BiggestPalindrome[n_] :=
 (x = 1;
 For[i = 10^n - 1, i > 10^(n - 1) - 1, --i,
 For[j = i; m = i*j, j > 10^(n - 1) - 1 && NotPalindrome[m] && m >= x, --j, m = i*j];
 If[m >= x, x = m]];
 x)

It takes about 0.21 seconds to compute the largest palindrome that is the product of two four digit numbers, and about 19.5 seconds to compute the largest palindrome that is the product of two five digit numbers.

BiggestPalindrome

May 22, 2009

Once again, I cheated by using Mathematica instead of one of the two sanctioned computing environments (Python or Sage). To test whether or not a number was a palindrome, I used Mathematica’s built-in abilities to convert an expression into a string, and to reverse the characters in any given string. Here is my code (it is based on an algorithm I remember Eric describing last week):

Palindrome[x_] := (y = ToString[x]; y == StringReverse[y]);

BiggestPalindrome[n_] := (x = 1;
  For[i = 10^n - 1, i > 10^(n - 1) - 1, --i,
   For[j = i, j > 10^(n - 1) - 1, --j, m = i*j;
    If[Palindrome[m] && m >= x, x = m]]]; x)

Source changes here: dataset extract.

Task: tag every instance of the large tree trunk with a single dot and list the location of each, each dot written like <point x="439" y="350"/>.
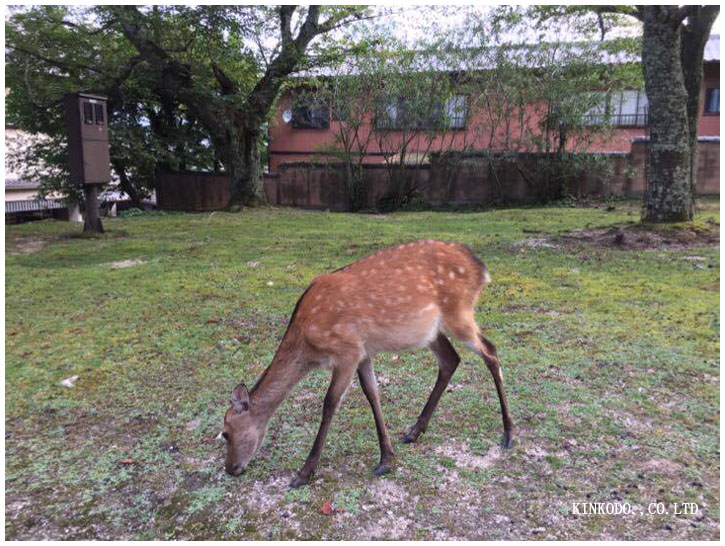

Typing BiggestPalindrome[n] will give the largest palindrome that is the product of two n-digit numbers.It took Mathematica about 5.75 seconds to compute the solution when n=3. I asked Mathematica to give me the answer for n=4, but I got tired of waiting for it to finish.

I’m sure there must be a way to cut down on the number of loops to go through. If there is, I’m sure somebody else will produce it.